Is it an exaggeration to speak of a conversion?
It is more accurate to say that baptism was the epochal event of my life. The first, true claim to autonomy, the foundation of my identity and the discovery of the spiritual dimension. Before, for me, churches were just places of artistic interest.
Did you grow up being agnostic?
More than agnostic, I was a moralistic person, and intensely ideologised. This was in line with my environment, for despite the constant demands for freedom, the left wing is characterized by immense dogmatism.
Was it difficult to make your relatives and friends understand your choice?
Yes, it was. In my world, someone who believes is considered strange, someone who is lost or clings to faith after a personal tragedy. Nothing could be further from my experience: I came closer to God gradually, thanks to the encounter with certain people who opened my eyes.
Who are these people?
A priest who, upon seeing me terrified by death, suggested that I be baptized. This was Monsignor Giuseppe Betori (Cardinal, Metropolitan Archbishop of Florence, ed.) who married my parents in church 45 years after their civil marriage; a colleague at work who spoke to me about faith. And today I believe in a rational way, without fanaticism.

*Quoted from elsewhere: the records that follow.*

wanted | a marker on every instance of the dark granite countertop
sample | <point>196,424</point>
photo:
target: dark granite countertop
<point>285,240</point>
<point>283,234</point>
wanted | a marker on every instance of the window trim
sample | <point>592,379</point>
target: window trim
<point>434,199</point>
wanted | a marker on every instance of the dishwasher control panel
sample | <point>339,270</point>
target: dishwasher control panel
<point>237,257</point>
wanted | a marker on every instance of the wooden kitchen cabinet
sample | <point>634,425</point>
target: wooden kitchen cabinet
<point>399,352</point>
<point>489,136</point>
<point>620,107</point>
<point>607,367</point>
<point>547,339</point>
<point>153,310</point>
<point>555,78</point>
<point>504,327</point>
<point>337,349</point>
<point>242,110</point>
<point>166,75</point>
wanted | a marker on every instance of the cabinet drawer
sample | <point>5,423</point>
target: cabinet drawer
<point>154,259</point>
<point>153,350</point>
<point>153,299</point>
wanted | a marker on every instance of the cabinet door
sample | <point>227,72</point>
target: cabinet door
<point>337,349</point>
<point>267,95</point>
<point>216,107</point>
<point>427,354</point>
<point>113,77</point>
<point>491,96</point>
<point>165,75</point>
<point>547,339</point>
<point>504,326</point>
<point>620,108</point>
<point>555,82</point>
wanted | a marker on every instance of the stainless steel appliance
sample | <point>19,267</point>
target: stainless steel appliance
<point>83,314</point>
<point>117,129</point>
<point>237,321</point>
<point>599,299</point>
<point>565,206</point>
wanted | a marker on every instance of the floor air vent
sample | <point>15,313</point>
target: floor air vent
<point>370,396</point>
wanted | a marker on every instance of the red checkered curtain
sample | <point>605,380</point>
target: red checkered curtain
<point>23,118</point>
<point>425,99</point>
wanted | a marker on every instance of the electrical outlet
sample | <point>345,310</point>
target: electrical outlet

Do you think you have changed a lot?
Yes, I finally feel free. However, I have remained the same as yesterday with my virtues, doubts and faults. I do not deny the past.
Is it by chance that your encounter with faith coincided with your discovery that you have thyroid cancer, a circumstance you recounted in the film iSola?
At that same moment, I learned that my best friend also had a terrible disease. I am convinced that God does not test or punish us, yet I experienced the discovery of the disease during the lockdown, and the operation that I underwent occurred exactly one year after my baptism as non-random circumstances that pushed me to increasingly face up to the new path of life. In a few words, like signs of God.
Will your new status as a believer affect your work?
Without any doubt. I am thinking of a new film and I am struggling to find a story that does not add noise to the noise we are immersed in, confusion to confusion. A story that is extremely necessary. I will find it.